Mr Lapid’s party has defended middle-class taxpaying Israelis and called for limiting the autonomy given to Israel’s ultra-Orthodox community – many of whom are exempt from military service and study religious texts instead of enter the labor market. This has made him an enemy of the ultra-Orthodox parties that have long kept Mr. Netanyahu in power.
Mr Lapid pledged during the election campaign to put his ego aside and concede the post of prime minister if that was what it took to topple Mr Netanyahu, Israel’s longest-serving prime minister.
To constitute a majority, this bloc would also have to count on the support of an Arab party, which it has hesitated to do in the past. Even if they succeed in forming a government with the limited goal of stabilizing the country after a long period of political chaos, many analysts believe its heterogeneity would make it short-lived.
Mr Bennett is also looking for a chance to try to form the next government. He said his preference was to build a right-wing coalition comprising Mr. Netanyahu’s Likud and religious parties but, failing that, he would work to form a more eclectic “unity” government comprising parties from the anti-Netanyahu bloc. .

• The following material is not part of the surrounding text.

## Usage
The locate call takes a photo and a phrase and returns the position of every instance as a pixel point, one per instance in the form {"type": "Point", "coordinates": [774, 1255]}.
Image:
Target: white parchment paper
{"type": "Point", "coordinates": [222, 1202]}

If no government has been formed within the allotted time – 28 days for a lawmaker other than Mr. Netanyahu, or up to five weeks for a candidate nominated by parliament – the assembly will automatically dissolve and the Israelis will return to the polls for the fifth time since spring 2019.
Aside from the country’s usual tensions between secular and religious, right and left, and Jews and Arabs, Israelis are increasingly divided over Mr. Netanyahu himself. Supporters of the ideological right are now split between pro and anti-Netanyahu camps.

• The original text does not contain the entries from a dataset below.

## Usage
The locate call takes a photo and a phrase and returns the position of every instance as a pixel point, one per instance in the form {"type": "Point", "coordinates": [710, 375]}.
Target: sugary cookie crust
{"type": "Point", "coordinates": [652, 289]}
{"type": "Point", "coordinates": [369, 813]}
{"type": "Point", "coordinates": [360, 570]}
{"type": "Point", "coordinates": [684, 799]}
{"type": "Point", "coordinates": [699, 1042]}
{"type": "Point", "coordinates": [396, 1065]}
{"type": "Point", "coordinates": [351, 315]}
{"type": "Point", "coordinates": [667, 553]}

Mr. Netanyahu had the strong support of just 52 lawmakers, his own Likud, two staunch ultra-Orthodox parties and a far-right alliance. Three right-wing parties ultimately chose not to send him back to government.
A total of 13 parties entered parliament, all except Likud and Yesh Atid with single-digit seats.
Any government formed is likely to be unstable and dependent on the demands and whims of small parties with disproportionate power.
This latest failure to form a government is a blow to Mr. Netanyahu. He campaigned for the March elections and gambled his fortune on the success of Israel’s vaccination campaign, which allowed the economy and cultural life to reopen just in time for the polls.
But commentators say it’s still too early to write it off.
He also failed to form a government after two elections in 2019. But when his rivals also failed to cement a coalition, he remained in place as interim prime minister. An election in April 2020 produced an unhappy unity government that collapsed after seven months of political and administrative paralysis.
Some analysts say Mr. Netanyahu, a political survivor, is happy to function as interim prime minister, riding the wave of electoral turmoil from one transitional government to another, as long as he remains in power. And if the latest mess ends in a fifth election, he’s likely to run again.